The data reduction agent automatically (or by user command) operates on the observation files. Basic calibrations are applied by CCDPROC. This removes detector biases and defects. Another basic calibration applies a world coordinate system (WCS) calibration prepared earlier from a standard astrometry field. This is done by MSCWCS. The basic WCS calibration defines a fairly accurate mapping between pixels and celestial coordinates. If a catalog of sources for the field of observation is available MSCWCS finds the sources based on the WCS calibration and updates the WCS for small errors. The DRA may automatically obtain source information for the field from on-line catalogs.
Calibration observations, such as flat fields, generally include many exposures to minimize noise. The multiple exposures are combined by COMBINE to create master calibrations to be applied to the science observations. The DRA automatically senses sequences of calibration exposures and combines them once the sequence is finished. It also keeps track of the master calibrations and applies the appropriate one to new science exposures. Science exposures are generally not combined by the DRA since these are usually dithered or rastered.

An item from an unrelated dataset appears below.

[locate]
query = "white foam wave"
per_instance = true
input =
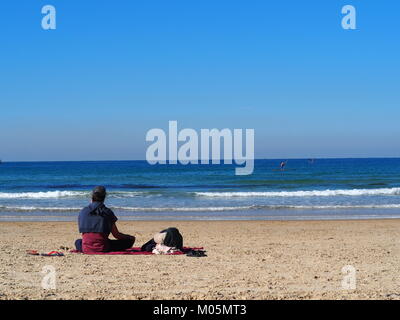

In the basic processing the individual amplifiers and CCDs are kept separate except that multiple amplifiers from a single CCD may be merged together into a single extension for the CCD. The user may analyze the calibrated exposures keeping the readouts separate. This avoids any resampling of the pixel data. However, the user may wish to resample the elements of the Mosaic into a single large image. MSCIMAGE uses the WCS to resample the pixels into a uniform grid on the sky. This corrects alignment errors in the detector and optical distortions.
When multiple exposures of a field are taken the images from MSCIMAGE are combined with COMBINE. This would include offsets for dithering and raster patterns. To avoid resampling the data a second time MSCIMAGE produces images which are sampled on an even grid of pixels on the sky. This means that multiple exposures can be combined using integer shifts along the raster axes.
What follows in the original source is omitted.